Industry: Voice AI / Semiconductors. Data: Spoken audio recordings (voice commands, queries).
Tempus – multiple deals (2024): Tempus (NASDAQ: TEM) is a precision medicine tech company with a large library of clinical and molecular data. In its August 2024 8-K it reported 40% YoY growth in data licensing revenue, reaching $3.7 M in the first half of 2024. This implies deals where Tempus licenses anonymized patient data, genomic sequences, or clinical records to pharmaceutical or AI companies for model training (e.g. AI drug discovery or medical LLMs). Tempus’s data licensing is a growing revenue stream as part of its overall 32% revenue growth.
Industry: Healthcare/Biotech. Data: Genomic sequences and clinical patient data (de-identified).
Syndigate – multiple AI companies (2023): Syndigate, a content syndication service aggregating news from the Middle East and globally, began licensing its multilingual news feeds to AI model developers around late 2023. Likely clients are AI firms needing non-English news data to diversify their training corpora.
Industry: News syndication. Data: Multilingual news articles and wire services.
Others: Numerous other data licensing arrangements have been reported across sectors. For example: Wolters Kluwer (a legal and tax information provider) has licensed parts of its content for training legal AI; Relativity (legal e-discovery software) has licensed document corpora to AI startups working on legal reasoning; Experian (a credit bureau) began offering consumer credit data for AI-driven credit scoring models; Meta has paid data brokers for certain niche datasets to supplement publicly available data like Common Crawl; and Figure AI – a humanoid robotics startup – even inked a collaboration with OpenAI in 2024 (to use OpenAI’s language models for its robots’ cognition) which was later terminated in early 2025. Each of these examples reflects the nascent market for high-quality, proprietary data to feed AI systems.

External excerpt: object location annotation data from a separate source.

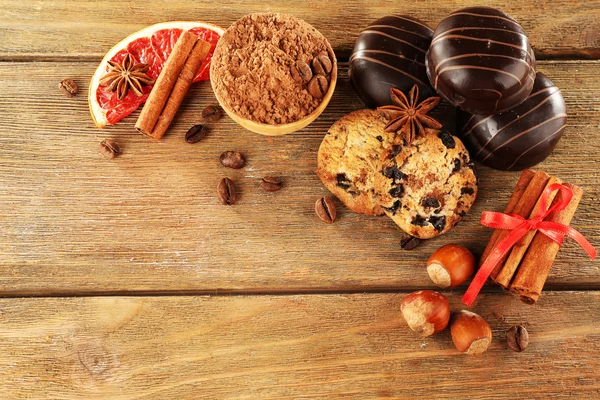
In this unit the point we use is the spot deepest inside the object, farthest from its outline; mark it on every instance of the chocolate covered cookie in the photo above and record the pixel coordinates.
(481, 61)
(428, 186)
(349, 156)
(390, 53)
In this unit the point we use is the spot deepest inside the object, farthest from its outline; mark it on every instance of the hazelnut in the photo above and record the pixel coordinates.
(450, 265)
(426, 311)
(470, 333)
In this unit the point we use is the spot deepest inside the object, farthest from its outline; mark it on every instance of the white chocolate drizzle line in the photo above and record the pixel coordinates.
(412, 21)
(473, 67)
(536, 145)
(513, 121)
(398, 29)
(480, 28)
(484, 16)
(523, 133)
(440, 38)
(490, 116)
(394, 38)
(383, 52)
(389, 66)
(481, 55)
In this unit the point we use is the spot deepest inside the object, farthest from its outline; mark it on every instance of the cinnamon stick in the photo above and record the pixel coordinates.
(515, 256)
(538, 260)
(523, 208)
(190, 68)
(165, 83)
(522, 184)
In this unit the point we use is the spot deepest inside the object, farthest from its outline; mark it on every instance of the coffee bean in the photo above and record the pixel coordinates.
(325, 210)
(271, 183)
(232, 159)
(304, 71)
(212, 113)
(196, 133)
(318, 86)
(409, 242)
(517, 338)
(322, 65)
(109, 148)
(226, 192)
(68, 87)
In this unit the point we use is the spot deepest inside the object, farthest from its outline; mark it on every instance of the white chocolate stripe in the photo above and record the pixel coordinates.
(491, 115)
(412, 21)
(398, 29)
(484, 16)
(536, 145)
(524, 132)
(472, 67)
(394, 38)
(476, 125)
(512, 122)
(440, 38)
(387, 53)
(480, 55)
(473, 28)
(491, 90)
(391, 67)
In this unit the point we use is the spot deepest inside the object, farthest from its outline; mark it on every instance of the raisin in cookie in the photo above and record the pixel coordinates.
(428, 186)
(349, 157)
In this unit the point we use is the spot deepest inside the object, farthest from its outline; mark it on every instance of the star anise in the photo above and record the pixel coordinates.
(409, 117)
(126, 75)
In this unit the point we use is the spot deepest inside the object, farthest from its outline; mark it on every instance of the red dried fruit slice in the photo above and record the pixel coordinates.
(152, 46)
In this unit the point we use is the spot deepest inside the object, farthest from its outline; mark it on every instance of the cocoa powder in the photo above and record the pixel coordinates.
(253, 69)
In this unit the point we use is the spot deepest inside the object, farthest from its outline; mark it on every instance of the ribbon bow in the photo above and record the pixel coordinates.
(519, 227)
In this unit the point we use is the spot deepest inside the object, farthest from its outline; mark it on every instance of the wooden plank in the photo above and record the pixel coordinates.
(87, 29)
(149, 221)
(273, 347)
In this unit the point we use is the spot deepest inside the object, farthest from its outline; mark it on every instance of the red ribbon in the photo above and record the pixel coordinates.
(519, 227)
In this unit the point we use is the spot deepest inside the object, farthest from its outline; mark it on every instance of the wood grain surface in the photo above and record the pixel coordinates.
(87, 29)
(275, 347)
(149, 220)
(146, 232)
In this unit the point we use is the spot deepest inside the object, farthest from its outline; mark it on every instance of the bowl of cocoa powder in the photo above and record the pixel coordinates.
(273, 73)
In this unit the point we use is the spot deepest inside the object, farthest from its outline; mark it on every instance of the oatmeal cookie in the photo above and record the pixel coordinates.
(428, 186)
(349, 159)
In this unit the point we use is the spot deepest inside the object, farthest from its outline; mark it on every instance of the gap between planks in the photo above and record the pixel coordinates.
(264, 293)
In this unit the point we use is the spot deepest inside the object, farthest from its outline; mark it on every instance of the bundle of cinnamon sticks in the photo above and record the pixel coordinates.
(172, 85)
(525, 269)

Editor's Note: The deals above range from direct content fees (lump-sum or annual payments) to partnerships with revenue-sharing or technology exchange. Contract lengths are typically multi-year (3–6 years is common) and can be exclusive or non-exclusive. Usage restrictions are often included – for instance, ensuring attribution in AI outputs or preventing the AI from republishing licensed text verbatim without credit. The values of these deals vary widely, from low millions per year for niche archives up to hundreds of millions for major media conglomerates or large image libraries. What is clear is that data has become a critical bargaining chip in the AI economy. Even as legal debates continue over fair use and scraping, many companies are choosing to strike deals and monetize their data assets. The result is a rapidly evolving marketplace for AI training data, one that is defining new norms for how information is valued and exchanged in the generative AI era.